A FORESTER friend commented favourably on a suggestion made here a week or so ago, that a forest in remembrance of all who worked for the foundation of this State, Free Stater or Republican, be laid down in this 75th anniversary year.
of the Treaty. In memory of the faith and work and striving of those men and women who, perhaps, had less dividing them than seemed at the time as the work of de Valera in office might suggest. But that's getting into politics.
The point of the suggestion was just trees for all who could be seen as founders. Medals may be struck, statues or plaques go up, but a forest, self perpetuating, living, breathing, is a monument of beauty in itself, and in variety of species can stand for the complexity of thought and temperament that went into the making of the State.
Start, if you will, in modern times, more or less, with Eoin Mac Neill and Douglas Hyde in founding the Gaelic League, or through the Irish Volunteers (Mac Neill again) and all the endurance and high spirits and tragedy that culminated in the setting up of native rule over this space we inhabit in the 26 counties.

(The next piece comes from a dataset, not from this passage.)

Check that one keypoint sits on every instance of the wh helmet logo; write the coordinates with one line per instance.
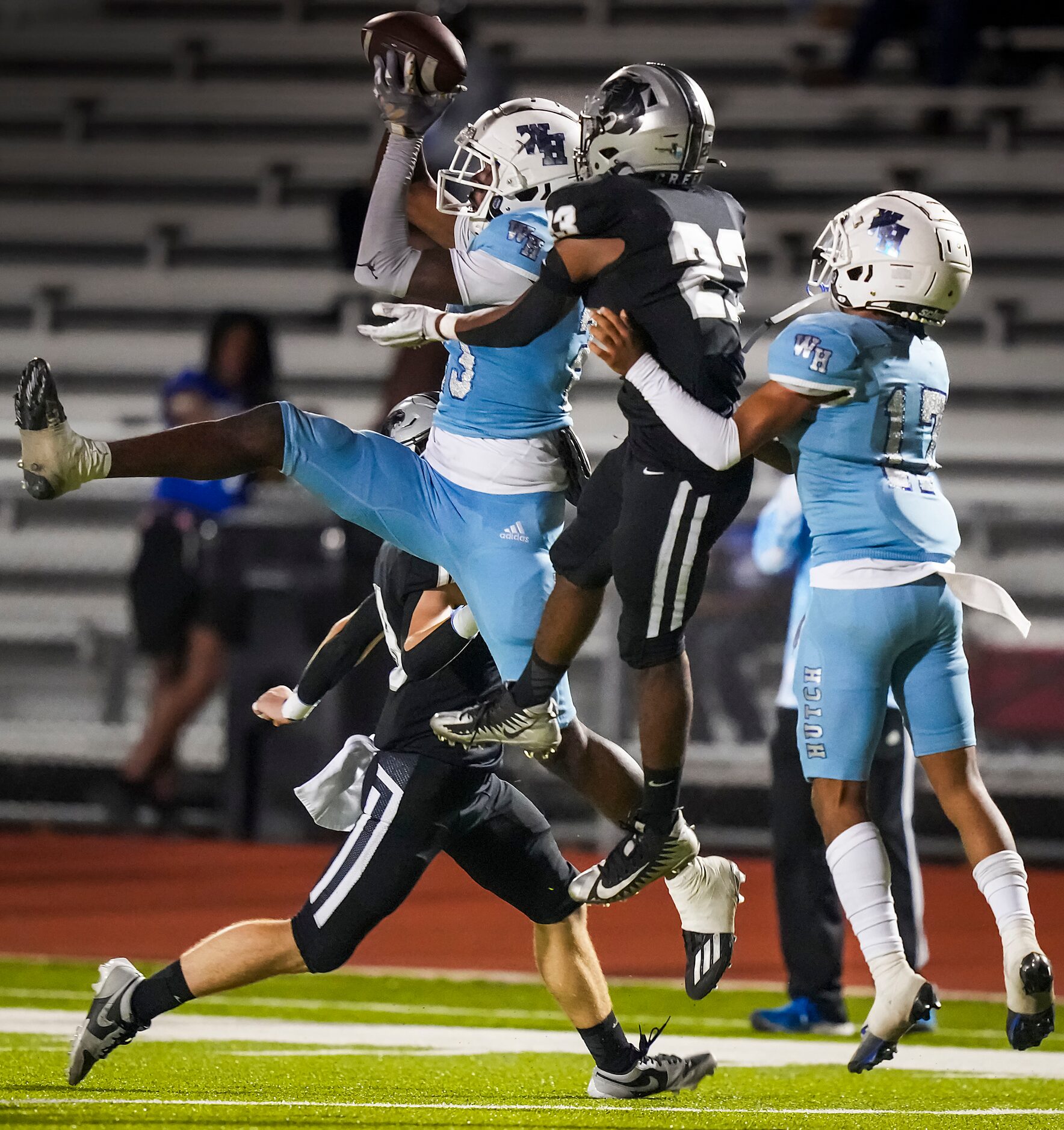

Our forester friend thought that fifty acres would be needed to give magnitude and variety to the concept. Trees are symbols of peace, stillness, growth and strength. Not that some stone or other memorial should not be incorporated with the forest. (The house at Coole is gone, but the woods are still there). Some body, Coillte, perhaps, with a direction from the Government, could do the country, a fine service.
Trees come up often in Ernie O'Malley's book On Another Man's Wound. "I wandered through the garden amongst the glossy green of the rhododendron leaves. I sat near the blasted pine and under the pink and white buds of the apple, trees." Three of them had planted slips from a tulip tree. When the three were killed, the slips were to be planted on their graves. But the slips died.